一話・魔法の1歩②

 ん?池の反対側に何かいるのでしょうか…?もしかして…魔物ですか⁈魔物なのですか!初めての魔物!こういう時は、だいたいスライムでしょうね!


 スピネルは、もたつく手で地図をポケットにしまい、小走りで池の反対側に向かう。


 そこには、スライム!…ではなく、池に入っている少年がいた。いや、正確にいうと溺れている少年だ。少年は顔を上にして必死に息継ぎをし、バタバタと腕を動かしている。この池は陸地が高くなっており、登りづらい。スピネルはすぐに手を伸ばし、何とか引き上げた。

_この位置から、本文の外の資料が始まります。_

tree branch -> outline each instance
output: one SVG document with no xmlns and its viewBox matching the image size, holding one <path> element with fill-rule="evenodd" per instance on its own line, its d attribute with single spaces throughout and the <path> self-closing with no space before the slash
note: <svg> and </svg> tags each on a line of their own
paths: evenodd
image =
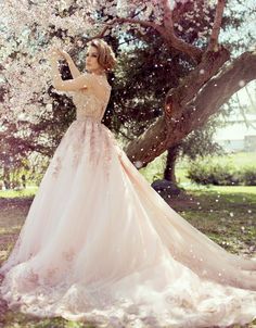
<svg viewBox="0 0 256 328">
<path fill-rule="evenodd" d="M 219 31 L 221 27 L 221 21 L 225 10 L 225 0 L 218 0 L 217 8 L 216 8 L 216 14 L 214 20 L 214 26 L 212 30 L 212 35 L 209 38 L 208 43 L 208 51 L 214 51 L 218 49 L 218 38 L 219 38 Z"/>
<path fill-rule="evenodd" d="M 193 129 L 203 126 L 232 94 L 255 78 L 256 51 L 245 52 L 195 94 L 182 109 L 180 119 L 172 119 L 167 125 L 162 116 L 142 136 L 130 142 L 126 147 L 128 157 L 132 162 L 142 162 L 142 166 L 146 165 L 166 149 L 180 143 Z"/>
<path fill-rule="evenodd" d="M 175 49 L 188 54 L 195 63 L 200 63 L 203 51 L 194 46 L 191 46 L 191 45 L 182 41 L 181 39 L 179 39 L 175 36 L 175 34 L 171 31 L 171 29 L 169 29 L 169 27 L 171 26 L 171 23 L 168 23 L 168 14 L 166 14 L 166 22 L 165 22 L 164 27 L 158 24 L 155 24 L 154 22 L 149 22 L 149 21 L 141 21 L 141 20 L 135 20 L 135 18 L 128 18 L 128 17 L 127 18 L 123 18 L 123 17 L 114 18 L 112 22 L 106 23 L 106 25 L 104 26 L 102 31 L 100 31 L 98 35 L 95 35 L 91 38 L 88 38 L 88 41 L 91 41 L 95 38 L 102 38 L 105 35 L 105 33 L 107 31 L 107 29 L 113 28 L 115 24 L 125 24 L 125 23 L 139 24 L 144 27 L 154 28 L 159 34 L 159 36 L 167 42 L 167 45 L 170 48 L 175 48 Z"/>
</svg>

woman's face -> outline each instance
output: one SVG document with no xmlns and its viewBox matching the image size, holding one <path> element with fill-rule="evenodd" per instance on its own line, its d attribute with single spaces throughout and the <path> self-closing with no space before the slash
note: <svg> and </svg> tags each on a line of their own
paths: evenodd
<svg viewBox="0 0 256 328">
<path fill-rule="evenodd" d="M 103 71 L 102 66 L 98 63 L 98 49 L 89 46 L 86 53 L 86 70 L 90 73 L 100 73 Z"/>
</svg>

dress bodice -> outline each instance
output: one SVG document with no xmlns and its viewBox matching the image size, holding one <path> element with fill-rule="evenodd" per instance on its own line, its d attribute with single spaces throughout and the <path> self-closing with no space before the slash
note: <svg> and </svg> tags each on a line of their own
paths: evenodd
<svg viewBox="0 0 256 328">
<path fill-rule="evenodd" d="M 72 92 L 77 121 L 86 121 L 89 116 L 101 122 L 111 96 L 111 86 L 107 85 L 104 88 L 106 89 L 106 94 L 108 94 L 104 100 L 89 90 L 76 90 Z"/>
</svg>

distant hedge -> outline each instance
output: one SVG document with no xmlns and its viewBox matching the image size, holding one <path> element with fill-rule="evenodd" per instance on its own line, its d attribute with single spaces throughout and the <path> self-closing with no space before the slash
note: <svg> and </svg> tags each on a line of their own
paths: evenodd
<svg viewBox="0 0 256 328">
<path fill-rule="evenodd" d="M 235 168 L 230 164 L 196 162 L 190 164 L 188 178 L 200 185 L 256 186 L 256 167 Z"/>
</svg>

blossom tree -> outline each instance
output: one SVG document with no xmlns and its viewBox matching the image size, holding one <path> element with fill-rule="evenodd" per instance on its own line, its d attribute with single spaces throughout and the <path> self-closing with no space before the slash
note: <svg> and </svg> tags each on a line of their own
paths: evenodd
<svg viewBox="0 0 256 328">
<path fill-rule="evenodd" d="M 167 91 L 164 115 L 126 147 L 138 167 L 179 144 L 256 77 L 255 49 L 232 58 L 219 41 L 225 0 L 110 0 L 104 4 L 97 0 L 7 0 L 0 10 L 1 122 L 35 122 L 42 105 L 51 110 L 47 53 L 52 46 L 79 51 L 93 38 L 119 36 L 132 28 L 141 34 L 152 29 L 170 51 L 183 54 L 192 68 Z M 191 27 L 184 30 L 180 22 L 184 15 L 191 22 L 201 15 L 207 18 L 210 10 L 214 21 L 209 18 L 191 43 Z"/>
</svg>

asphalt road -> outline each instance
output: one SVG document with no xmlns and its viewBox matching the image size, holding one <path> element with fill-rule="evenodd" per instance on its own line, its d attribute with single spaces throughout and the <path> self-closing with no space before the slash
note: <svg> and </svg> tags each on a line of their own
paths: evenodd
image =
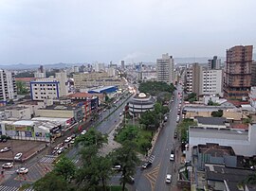
<svg viewBox="0 0 256 191">
<path fill-rule="evenodd" d="M 176 128 L 177 108 L 179 105 L 178 92 L 181 92 L 180 87 L 174 92 L 174 101 L 171 105 L 168 121 L 160 130 L 158 138 L 153 149 L 153 154 L 155 155 L 153 165 L 144 170 L 137 169 L 135 177 L 134 190 L 174 190 L 177 173 L 176 165 L 178 157 L 175 156 L 174 162 L 170 161 L 171 150 L 175 150 L 177 140 L 174 138 L 174 132 Z M 172 183 L 166 183 L 166 175 L 172 175 Z"/>
<path fill-rule="evenodd" d="M 128 100 L 126 100 L 126 98 L 120 99 L 119 102 L 115 104 L 116 107 L 112 107 L 110 110 L 107 110 L 105 112 L 102 111 L 97 121 L 87 123 L 86 125 L 87 127 L 83 127 L 83 129 L 88 129 L 92 126 L 95 126 L 99 122 L 102 121 L 102 123 L 101 123 L 97 127 L 97 130 L 102 132 L 103 134 L 109 133 L 115 128 L 115 125 L 118 124 L 119 121 L 120 120 L 119 113 L 122 113 L 125 104 L 133 96 L 131 96 Z M 120 107 L 118 108 L 119 106 Z M 111 113 L 113 113 L 109 117 L 107 117 Z M 71 133 L 72 133 L 71 131 L 66 132 L 66 135 L 64 137 L 59 138 L 52 147 L 61 142 L 64 142 L 65 137 L 71 135 Z M 51 169 L 53 168 L 52 162 L 54 158 L 47 155 L 49 154 L 49 151 L 50 149 L 45 149 L 42 152 L 40 152 L 37 156 L 28 160 L 27 162 L 24 164 L 17 164 L 12 168 L 6 169 L 4 177 L 0 176 L 0 182 L 3 182 L 1 184 L 4 186 L 8 186 L 9 188 L 11 187 L 17 188 L 20 187 L 21 184 L 31 183 L 36 180 L 44 177 L 47 172 L 51 171 Z M 66 156 L 70 158 L 76 165 L 80 164 L 78 152 L 79 148 L 73 147 L 66 153 Z M 0 165 L 2 164 L 3 163 L 1 162 Z M 17 175 L 15 170 L 22 166 L 27 167 L 29 170 L 28 173 L 26 175 Z"/>
</svg>

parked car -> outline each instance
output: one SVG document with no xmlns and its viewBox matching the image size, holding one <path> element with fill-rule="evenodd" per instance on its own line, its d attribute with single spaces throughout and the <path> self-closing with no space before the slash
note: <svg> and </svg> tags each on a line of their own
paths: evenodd
<svg viewBox="0 0 256 191">
<path fill-rule="evenodd" d="M 22 157 L 22 153 L 19 152 L 19 153 L 17 153 L 17 154 L 15 155 L 14 160 L 20 160 L 21 157 Z"/>
<path fill-rule="evenodd" d="M 64 151 L 64 148 L 60 148 L 57 151 L 58 154 L 62 154 Z"/>
<path fill-rule="evenodd" d="M 21 167 L 21 168 L 17 169 L 16 172 L 18 174 L 27 174 L 28 172 L 28 168 L 27 168 L 27 167 Z"/>
<path fill-rule="evenodd" d="M 85 134 L 87 132 L 87 130 L 83 130 L 82 132 L 81 132 L 81 134 Z"/>
<path fill-rule="evenodd" d="M 174 139 L 176 139 L 176 138 L 177 138 L 177 131 L 174 131 Z"/>
<path fill-rule="evenodd" d="M 172 175 L 171 174 L 167 174 L 166 175 L 166 179 L 165 179 L 165 182 L 171 183 L 171 182 L 172 182 Z"/>
<path fill-rule="evenodd" d="M 68 143 L 69 141 L 71 141 L 71 137 L 67 137 L 65 140 L 64 140 L 64 143 Z"/>
<path fill-rule="evenodd" d="M 0 152 L 7 152 L 9 150 L 11 150 L 11 148 L 4 148 L 0 150 Z"/>
<path fill-rule="evenodd" d="M 13 166 L 13 163 L 6 163 L 2 165 L 3 168 L 10 168 Z"/>
<path fill-rule="evenodd" d="M 146 162 L 146 163 L 144 163 L 143 165 L 142 165 L 142 168 L 143 169 L 146 169 L 146 168 L 148 168 L 149 166 L 151 166 L 151 165 L 152 165 L 152 163 L 150 163 L 150 162 Z"/>
<path fill-rule="evenodd" d="M 173 151 L 170 155 L 170 161 L 174 161 L 174 153 Z"/>
<path fill-rule="evenodd" d="M 113 167 L 112 167 L 112 170 L 120 170 L 120 165 L 114 165 Z"/>
</svg>

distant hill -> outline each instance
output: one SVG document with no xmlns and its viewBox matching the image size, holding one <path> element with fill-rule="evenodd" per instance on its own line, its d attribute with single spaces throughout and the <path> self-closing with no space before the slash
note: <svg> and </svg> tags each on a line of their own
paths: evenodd
<svg viewBox="0 0 256 191">
<path fill-rule="evenodd" d="M 212 59 L 212 57 L 187 57 L 187 58 L 174 58 L 175 63 L 193 63 L 193 62 L 198 62 L 198 63 L 207 63 L 209 59 Z M 224 63 L 226 61 L 225 57 L 218 57 L 221 59 L 221 62 Z M 253 53 L 253 60 L 256 61 L 256 53 Z M 156 61 L 156 59 L 155 59 Z M 145 64 L 155 64 L 155 61 L 143 61 Z M 65 68 L 65 67 L 71 67 L 73 65 L 82 65 L 84 63 L 53 63 L 53 64 L 44 64 L 45 68 L 53 68 L 53 69 L 58 69 L 58 68 Z M 24 64 L 24 63 L 17 63 L 17 64 L 11 64 L 11 65 L 0 65 L 0 69 L 9 69 L 9 70 L 32 70 L 32 69 L 37 69 L 40 66 L 40 64 Z"/>
</svg>

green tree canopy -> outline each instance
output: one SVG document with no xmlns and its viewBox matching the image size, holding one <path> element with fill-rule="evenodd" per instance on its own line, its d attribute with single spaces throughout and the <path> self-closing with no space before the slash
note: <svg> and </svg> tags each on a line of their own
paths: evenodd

 引き上げられた少年は濡れた服が気持ち悪いのか、一日働いた後の靴下を嗅いだかのような顔をしている。ポケットから杖を取り出し、何かを唱えながら杖をゆらゆらとしているが何も起こらない。


 それにしても、池に入って何をしていたのだろうか…。服を着たまま池に飛び込むやつは、ゼ〇ダの伝説のリ〇クぐらいだ。世界を救う勇者以外、普通はしない。


 少年は、濡れて色が濃くなった青の服と左手に少し曲がった杖を持っている。見るに魔法使いだろうか…。そうしたら、ウィッチマ国にはかなり近いのかもしれない。

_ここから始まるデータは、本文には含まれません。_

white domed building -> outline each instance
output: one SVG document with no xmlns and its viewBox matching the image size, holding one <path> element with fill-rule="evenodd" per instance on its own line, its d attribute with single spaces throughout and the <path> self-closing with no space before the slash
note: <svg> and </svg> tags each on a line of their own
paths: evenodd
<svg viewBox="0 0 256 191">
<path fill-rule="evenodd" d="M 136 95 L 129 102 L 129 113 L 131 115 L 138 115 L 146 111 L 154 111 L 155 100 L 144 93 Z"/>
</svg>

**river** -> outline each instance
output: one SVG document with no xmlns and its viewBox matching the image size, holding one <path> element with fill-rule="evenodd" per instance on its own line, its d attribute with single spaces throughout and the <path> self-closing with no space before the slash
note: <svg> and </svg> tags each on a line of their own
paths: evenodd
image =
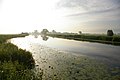
<svg viewBox="0 0 120 80">
<path fill-rule="evenodd" d="M 38 36 L 37 38 L 35 38 L 34 36 L 26 36 L 25 38 L 13 38 L 11 39 L 11 43 L 17 45 L 19 48 L 26 49 L 32 52 L 36 60 L 36 64 L 39 65 L 40 68 L 44 70 L 46 69 L 45 70 L 46 72 L 44 73 L 46 73 L 47 75 L 45 75 L 44 79 L 50 78 L 52 75 L 52 73 L 47 72 L 48 68 L 51 69 L 54 68 L 53 73 L 57 72 L 56 74 L 59 74 L 61 76 L 65 76 L 65 75 L 69 76 L 68 73 L 67 74 L 64 73 L 64 75 L 62 75 L 62 73 L 60 73 L 61 71 L 59 70 L 61 70 L 61 67 L 63 68 L 62 70 L 65 70 L 64 68 L 67 69 L 68 65 L 70 66 L 69 64 L 69 62 L 71 62 L 70 60 L 75 59 L 74 61 L 76 61 L 76 58 L 77 60 L 79 59 L 78 56 L 87 56 L 90 58 L 94 58 L 96 60 L 100 60 L 104 63 L 107 63 L 110 66 L 115 66 L 115 67 L 120 66 L 120 52 L 119 52 L 120 46 L 86 42 L 86 41 L 75 41 L 75 40 L 67 40 L 60 38 L 52 38 L 46 36 L 45 37 Z M 68 65 L 60 66 L 60 67 L 56 65 L 56 64 L 63 65 L 63 63 L 64 65 L 68 63 Z M 76 62 L 74 62 L 74 64 L 75 63 Z M 53 75 L 56 77 L 57 76 L 56 74 Z"/>
</svg>

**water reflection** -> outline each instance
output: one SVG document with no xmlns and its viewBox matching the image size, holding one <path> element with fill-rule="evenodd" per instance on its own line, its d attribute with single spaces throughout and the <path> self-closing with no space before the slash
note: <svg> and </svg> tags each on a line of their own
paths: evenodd
<svg viewBox="0 0 120 80">
<path fill-rule="evenodd" d="M 46 35 L 41 35 L 42 40 L 47 41 L 49 38 Z"/>
<path fill-rule="evenodd" d="M 14 44 L 20 44 L 20 46 L 25 49 L 30 49 L 29 44 L 44 45 L 50 48 L 60 49 L 75 54 L 92 56 L 96 57 L 97 59 L 107 60 L 110 63 L 120 64 L 120 46 L 74 41 L 52 37 L 48 38 L 45 35 L 30 35 L 25 38 L 15 38 L 12 40 L 14 41 Z M 38 49 L 39 47 L 36 48 Z"/>
<path fill-rule="evenodd" d="M 39 35 L 33 35 L 33 36 L 34 36 L 34 38 L 39 37 Z M 42 38 L 43 41 L 47 41 L 49 39 L 49 37 L 47 37 L 46 35 L 41 35 L 41 38 Z"/>
</svg>

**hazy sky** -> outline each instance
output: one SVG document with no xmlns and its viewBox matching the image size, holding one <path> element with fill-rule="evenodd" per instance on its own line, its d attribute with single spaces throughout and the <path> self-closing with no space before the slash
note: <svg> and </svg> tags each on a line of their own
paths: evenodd
<svg viewBox="0 0 120 80">
<path fill-rule="evenodd" d="M 120 0 L 0 0 L 0 33 L 120 32 Z"/>
</svg>

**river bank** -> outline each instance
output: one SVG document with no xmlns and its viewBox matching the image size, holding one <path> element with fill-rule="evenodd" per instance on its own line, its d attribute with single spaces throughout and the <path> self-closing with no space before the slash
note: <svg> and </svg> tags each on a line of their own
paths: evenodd
<svg viewBox="0 0 120 80">
<path fill-rule="evenodd" d="M 120 79 L 119 67 L 110 67 L 104 62 L 86 55 L 78 55 L 50 48 L 40 44 L 38 41 L 36 38 L 32 41 L 31 38 L 11 40 L 19 48 L 26 49 L 32 53 L 36 62 L 36 68 L 40 68 L 43 71 L 43 80 Z"/>
<path fill-rule="evenodd" d="M 7 42 L 8 39 L 25 37 L 27 34 L 0 35 L 0 80 L 41 79 L 32 71 L 35 61 L 30 52 Z"/>
<path fill-rule="evenodd" d="M 97 42 L 104 44 L 111 44 L 120 46 L 120 36 L 107 36 L 107 35 L 97 35 L 97 34 L 47 34 L 51 37 L 64 38 L 77 41 L 88 41 L 88 42 Z"/>
</svg>

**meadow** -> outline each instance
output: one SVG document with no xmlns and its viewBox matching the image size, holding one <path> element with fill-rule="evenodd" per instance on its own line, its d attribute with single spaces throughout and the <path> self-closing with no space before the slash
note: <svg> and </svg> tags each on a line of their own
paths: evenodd
<svg viewBox="0 0 120 80">
<path fill-rule="evenodd" d="M 120 45 L 120 36 L 113 35 L 107 36 L 105 34 L 47 34 L 51 37 L 78 40 L 78 41 L 89 41 L 98 42 L 111 45 Z"/>
<path fill-rule="evenodd" d="M 0 80 L 41 80 L 34 72 L 35 60 L 26 50 L 7 42 L 8 39 L 27 34 L 0 35 Z"/>
</svg>

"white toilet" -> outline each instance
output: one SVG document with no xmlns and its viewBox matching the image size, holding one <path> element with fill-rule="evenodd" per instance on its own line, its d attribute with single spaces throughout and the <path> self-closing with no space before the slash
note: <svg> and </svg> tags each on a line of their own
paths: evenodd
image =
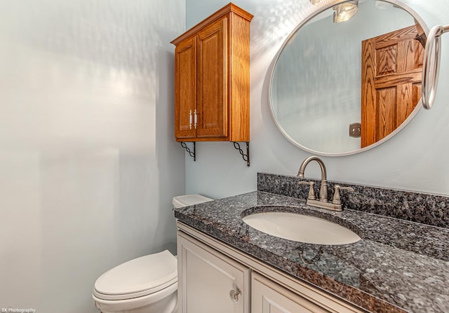
<svg viewBox="0 0 449 313">
<path fill-rule="evenodd" d="M 176 208 L 212 201 L 201 195 L 174 197 Z M 102 313 L 175 313 L 177 260 L 168 250 L 135 258 L 108 270 L 92 298 Z"/>
</svg>

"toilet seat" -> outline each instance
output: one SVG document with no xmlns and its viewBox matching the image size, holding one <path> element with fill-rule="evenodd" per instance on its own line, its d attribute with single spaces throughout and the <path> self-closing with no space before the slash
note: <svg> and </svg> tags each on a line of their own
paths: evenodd
<svg viewBox="0 0 449 313">
<path fill-rule="evenodd" d="M 126 262 L 101 275 L 93 295 L 105 300 L 132 299 L 177 282 L 177 260 L 168 250 Z"/>
</svg>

 僕より少し幼く見える。髪は黒髪の短髪と言ったところか…。濡れていてよくわからないけど…。肌は白く、小さいかわいい顔をしている。前世にいたらアイドルにでもなっていただろう。


「大丈夫ですか?早く拭かないと風邪をひきますよ。」


 ポケットから黒猫柄のハンカチを取り出し、少年に渡してやると少年は、恥ずかしそうに杖をしまい、ハンカチを受け取った。

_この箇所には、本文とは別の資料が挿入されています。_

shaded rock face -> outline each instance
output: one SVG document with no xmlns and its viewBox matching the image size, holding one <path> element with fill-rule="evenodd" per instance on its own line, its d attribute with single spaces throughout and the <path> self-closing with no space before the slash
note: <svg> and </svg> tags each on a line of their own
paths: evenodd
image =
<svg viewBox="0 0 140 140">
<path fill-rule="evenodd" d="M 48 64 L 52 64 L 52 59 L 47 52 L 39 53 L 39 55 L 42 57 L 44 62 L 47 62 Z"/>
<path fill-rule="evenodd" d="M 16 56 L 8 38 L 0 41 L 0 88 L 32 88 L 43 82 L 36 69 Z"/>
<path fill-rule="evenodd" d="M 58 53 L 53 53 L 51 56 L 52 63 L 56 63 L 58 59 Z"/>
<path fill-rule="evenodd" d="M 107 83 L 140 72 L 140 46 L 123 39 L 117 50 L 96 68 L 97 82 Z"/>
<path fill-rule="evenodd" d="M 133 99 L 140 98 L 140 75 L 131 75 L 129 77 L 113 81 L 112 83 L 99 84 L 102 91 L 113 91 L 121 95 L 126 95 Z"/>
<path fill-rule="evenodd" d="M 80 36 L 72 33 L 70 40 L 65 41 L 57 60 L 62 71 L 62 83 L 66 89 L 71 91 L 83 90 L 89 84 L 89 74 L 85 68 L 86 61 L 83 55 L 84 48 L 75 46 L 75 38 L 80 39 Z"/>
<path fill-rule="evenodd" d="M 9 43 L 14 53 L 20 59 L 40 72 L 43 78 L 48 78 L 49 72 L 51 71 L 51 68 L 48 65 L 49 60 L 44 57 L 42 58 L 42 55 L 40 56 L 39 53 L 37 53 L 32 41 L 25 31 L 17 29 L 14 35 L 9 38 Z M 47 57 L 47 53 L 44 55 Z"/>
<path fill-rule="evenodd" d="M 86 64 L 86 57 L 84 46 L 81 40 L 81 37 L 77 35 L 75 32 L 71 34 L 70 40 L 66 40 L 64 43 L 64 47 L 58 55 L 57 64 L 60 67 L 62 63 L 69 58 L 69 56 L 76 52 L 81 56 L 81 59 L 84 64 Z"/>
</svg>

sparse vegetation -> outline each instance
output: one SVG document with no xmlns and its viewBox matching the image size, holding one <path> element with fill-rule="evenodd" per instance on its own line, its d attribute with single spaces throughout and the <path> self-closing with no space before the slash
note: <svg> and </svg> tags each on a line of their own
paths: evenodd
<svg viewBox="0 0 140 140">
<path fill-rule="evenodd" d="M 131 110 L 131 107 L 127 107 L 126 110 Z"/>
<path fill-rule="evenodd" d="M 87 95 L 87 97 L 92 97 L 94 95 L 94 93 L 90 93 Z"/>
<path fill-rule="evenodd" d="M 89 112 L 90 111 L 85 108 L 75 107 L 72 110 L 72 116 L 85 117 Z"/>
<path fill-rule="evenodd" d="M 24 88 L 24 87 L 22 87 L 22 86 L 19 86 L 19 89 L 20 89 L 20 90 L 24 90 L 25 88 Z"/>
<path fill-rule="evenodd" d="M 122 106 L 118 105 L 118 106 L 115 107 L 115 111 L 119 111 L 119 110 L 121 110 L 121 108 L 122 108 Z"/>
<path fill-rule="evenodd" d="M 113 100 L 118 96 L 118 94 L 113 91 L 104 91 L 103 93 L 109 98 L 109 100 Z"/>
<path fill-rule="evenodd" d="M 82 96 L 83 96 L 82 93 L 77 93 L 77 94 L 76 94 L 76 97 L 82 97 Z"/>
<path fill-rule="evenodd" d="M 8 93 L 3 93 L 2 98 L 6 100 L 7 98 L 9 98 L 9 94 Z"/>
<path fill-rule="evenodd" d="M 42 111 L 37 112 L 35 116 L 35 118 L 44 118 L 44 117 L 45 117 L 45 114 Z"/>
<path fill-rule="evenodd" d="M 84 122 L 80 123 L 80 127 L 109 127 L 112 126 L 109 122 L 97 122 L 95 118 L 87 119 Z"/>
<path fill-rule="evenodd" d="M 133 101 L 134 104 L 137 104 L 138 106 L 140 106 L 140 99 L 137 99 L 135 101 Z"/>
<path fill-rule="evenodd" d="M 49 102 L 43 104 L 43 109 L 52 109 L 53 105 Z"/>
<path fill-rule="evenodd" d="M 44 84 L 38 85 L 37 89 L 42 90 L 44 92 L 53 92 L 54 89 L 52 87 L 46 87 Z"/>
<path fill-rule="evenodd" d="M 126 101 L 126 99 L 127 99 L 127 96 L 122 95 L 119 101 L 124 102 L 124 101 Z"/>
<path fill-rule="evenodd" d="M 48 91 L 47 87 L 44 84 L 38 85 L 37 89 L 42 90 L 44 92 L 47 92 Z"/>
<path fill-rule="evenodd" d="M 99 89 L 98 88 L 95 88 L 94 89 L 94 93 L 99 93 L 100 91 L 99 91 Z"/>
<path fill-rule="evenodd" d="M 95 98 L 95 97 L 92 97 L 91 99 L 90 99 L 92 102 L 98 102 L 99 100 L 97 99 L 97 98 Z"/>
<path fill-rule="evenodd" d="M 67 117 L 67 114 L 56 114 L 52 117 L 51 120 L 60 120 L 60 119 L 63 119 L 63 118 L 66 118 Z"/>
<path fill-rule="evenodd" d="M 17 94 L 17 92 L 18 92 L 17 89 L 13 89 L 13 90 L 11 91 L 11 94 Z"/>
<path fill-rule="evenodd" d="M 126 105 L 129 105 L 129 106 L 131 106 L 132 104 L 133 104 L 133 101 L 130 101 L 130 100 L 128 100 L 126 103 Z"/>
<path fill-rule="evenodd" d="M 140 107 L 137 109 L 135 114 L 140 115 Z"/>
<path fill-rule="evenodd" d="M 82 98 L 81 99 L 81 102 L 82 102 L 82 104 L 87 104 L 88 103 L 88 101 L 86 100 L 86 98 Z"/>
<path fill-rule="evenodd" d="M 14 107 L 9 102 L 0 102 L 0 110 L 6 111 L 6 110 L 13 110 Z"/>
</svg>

 少年は黒曜石のように黒い髪を優しく拭き、ハンカチを胸のところで抱えた。そして、ぺこりと頭を下げた。


 …可愛い。是非、ハンカチを差し上げたいと思うほどの可愛さだ。おっと、それより初対面の人にはまず、自己紹介からだよな。


 「私は、魔族のスピネルです。あなたが池で溺れそうになっていた理由が気になりますが、まず名前から聞きましょうか。」


 僕の自己紹介に警戒心がマックスの少年は黒猫柄のハンカチをより強く胸に抱いた。そんなに怖いことを言っただろうか…。少年は恐る恐る口を開く。